In an interview with Rudkin published in The Edge Is Where the Centre Is, a monograph on Penda’s Fen edited by Sukhdev Sandhu, the screenwriter intimates to Gareth Evans and William Fowler that the angel standing beside Stephen on the riverbank originated with William Blake, while the “sacred disobedience” to which Stephen is called is also Blakean. Blake also informs the ideological conflict in the film. The singing in school assembly – Stephen at the organ – of ‘Jerusalem’ as the patriotic hymn composed by Hubert Parry at first seems less ironic than its use as the borstal song in The Loneliness of the Long Distance Runner (1962). However, its rendering by long-haired youths in army fatigues is an absurdity – unfortunately invoking Emerson, Lake and Palmer’s pompous ‘Jerusalem’ – that undercuts the nationalistic co-opting of William Blake’s poem ‘And did those feet in ancient time’.

Chief among the nationalists is the headmaster who assumes that Stephen, having left the cadets, wants to join his “generation’s underside” and sneers at such “angular” boys at the end-of-school-year service prior to another singing of the hymn. This scene, which concludes with the headmaster’s reading of the first six lines of Blake’s poem, follows Stephen’s vision of the crucified Jesus’s bleeding feet in church, the apocalyptic fissuring of the aisle behind him, and Jesus’s appeal to Stephen “to unbury me, free me from this tree.”

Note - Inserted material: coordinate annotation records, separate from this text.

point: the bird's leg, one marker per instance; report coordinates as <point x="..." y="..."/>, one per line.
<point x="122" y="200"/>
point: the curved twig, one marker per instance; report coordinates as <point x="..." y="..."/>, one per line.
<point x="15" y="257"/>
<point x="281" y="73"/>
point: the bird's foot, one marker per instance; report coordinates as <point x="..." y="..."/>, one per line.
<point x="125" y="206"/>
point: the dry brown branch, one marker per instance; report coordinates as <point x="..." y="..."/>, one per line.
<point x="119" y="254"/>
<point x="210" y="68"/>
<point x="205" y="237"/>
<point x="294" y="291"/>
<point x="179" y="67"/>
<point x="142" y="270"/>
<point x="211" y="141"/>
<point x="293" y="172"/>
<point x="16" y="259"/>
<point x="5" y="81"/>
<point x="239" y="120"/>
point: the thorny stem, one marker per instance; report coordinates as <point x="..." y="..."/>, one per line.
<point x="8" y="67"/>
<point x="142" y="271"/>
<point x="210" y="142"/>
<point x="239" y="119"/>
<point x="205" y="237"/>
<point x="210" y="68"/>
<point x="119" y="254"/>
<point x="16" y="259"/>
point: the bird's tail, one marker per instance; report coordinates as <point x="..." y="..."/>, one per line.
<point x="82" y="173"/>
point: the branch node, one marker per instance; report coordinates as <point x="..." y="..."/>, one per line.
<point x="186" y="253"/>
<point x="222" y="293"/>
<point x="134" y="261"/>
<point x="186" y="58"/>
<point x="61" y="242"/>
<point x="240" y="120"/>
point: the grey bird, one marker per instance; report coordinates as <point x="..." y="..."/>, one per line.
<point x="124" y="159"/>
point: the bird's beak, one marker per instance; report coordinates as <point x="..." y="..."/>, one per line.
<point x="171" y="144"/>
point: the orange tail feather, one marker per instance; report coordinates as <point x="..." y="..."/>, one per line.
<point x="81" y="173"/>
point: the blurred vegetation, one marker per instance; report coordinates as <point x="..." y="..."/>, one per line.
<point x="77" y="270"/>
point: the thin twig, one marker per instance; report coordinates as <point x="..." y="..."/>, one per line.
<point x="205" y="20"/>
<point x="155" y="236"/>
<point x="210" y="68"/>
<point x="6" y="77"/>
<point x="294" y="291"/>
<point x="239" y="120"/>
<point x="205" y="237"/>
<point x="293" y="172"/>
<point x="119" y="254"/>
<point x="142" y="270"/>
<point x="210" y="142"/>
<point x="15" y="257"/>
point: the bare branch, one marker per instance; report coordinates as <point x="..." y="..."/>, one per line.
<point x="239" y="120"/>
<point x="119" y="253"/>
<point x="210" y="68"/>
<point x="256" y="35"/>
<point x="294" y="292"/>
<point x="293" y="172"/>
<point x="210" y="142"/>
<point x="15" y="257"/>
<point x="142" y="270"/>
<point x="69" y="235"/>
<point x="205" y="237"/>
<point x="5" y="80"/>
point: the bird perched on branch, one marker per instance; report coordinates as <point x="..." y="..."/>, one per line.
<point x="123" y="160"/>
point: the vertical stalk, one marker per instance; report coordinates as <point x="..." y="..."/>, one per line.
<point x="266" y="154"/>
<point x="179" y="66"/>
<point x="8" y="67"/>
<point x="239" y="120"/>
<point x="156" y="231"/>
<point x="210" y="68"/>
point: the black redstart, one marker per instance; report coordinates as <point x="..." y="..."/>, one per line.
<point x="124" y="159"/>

This is the saviour of whom Stephen’s father spoke – “son of Adam, son of man… The torn, flayed hero….[who] was a revolutionary in the most elemental sense. In him alone the legislator and the demon fuse.” Though no intertextual link could have been intended, this Jesus is not dissimilar to the earthy, secular Jesus of Dennis Potter’s 1969 Wednesday Play Son of Man.

Penda’s Fen (1974)

John Martin, another Romantic painter, is invoked in Penda’s Fen. At the film’s climax, Stephen’s birth parents, whom his superego has similarly conjured up, seek to wrest him from his newly chosen path as an adult embracing his impurity as a being of mixed race and mixed sex – “light and darkness… mud and flame!” Because he flees them and the overlord role they had ordained for him in society, they try to extinguish him. Like Joan of Arc, he starts to burn, but Penda intervenes by zapping them. Despite the BBC’s modest means, Clarke captured – and essentially paganised – the spirit of Martin’s biblical apocalypse paintings The Great Day of His Wrath and The Destruction of Sodom and Gomorrah.

“It’s romanticism of a sort, I know,” Stephen’s father muses – considering the possibility that the “present bedlam” might not have occurred had Penda’s supposedly enlightened pagan despotism been followed and had the church’s institution mongers and doctrine men not perverted Christianity. Penda’s Fen is “Romanticism of a sort”, too – a bravely radical sort long absent from British television drama. Clarke wasn’t quite done with the Romantics. Two of the sedate housing-estate streets numbly walked by the eponymous adolescent heroin addict and pusher (Vicky Murdock) in his 1987 BBC film Christine are named for Coleridge (an opium addict) and Keats (allegedly a user). Her plight explains exactly why Britain needs its Pendas and its reborn Stephens.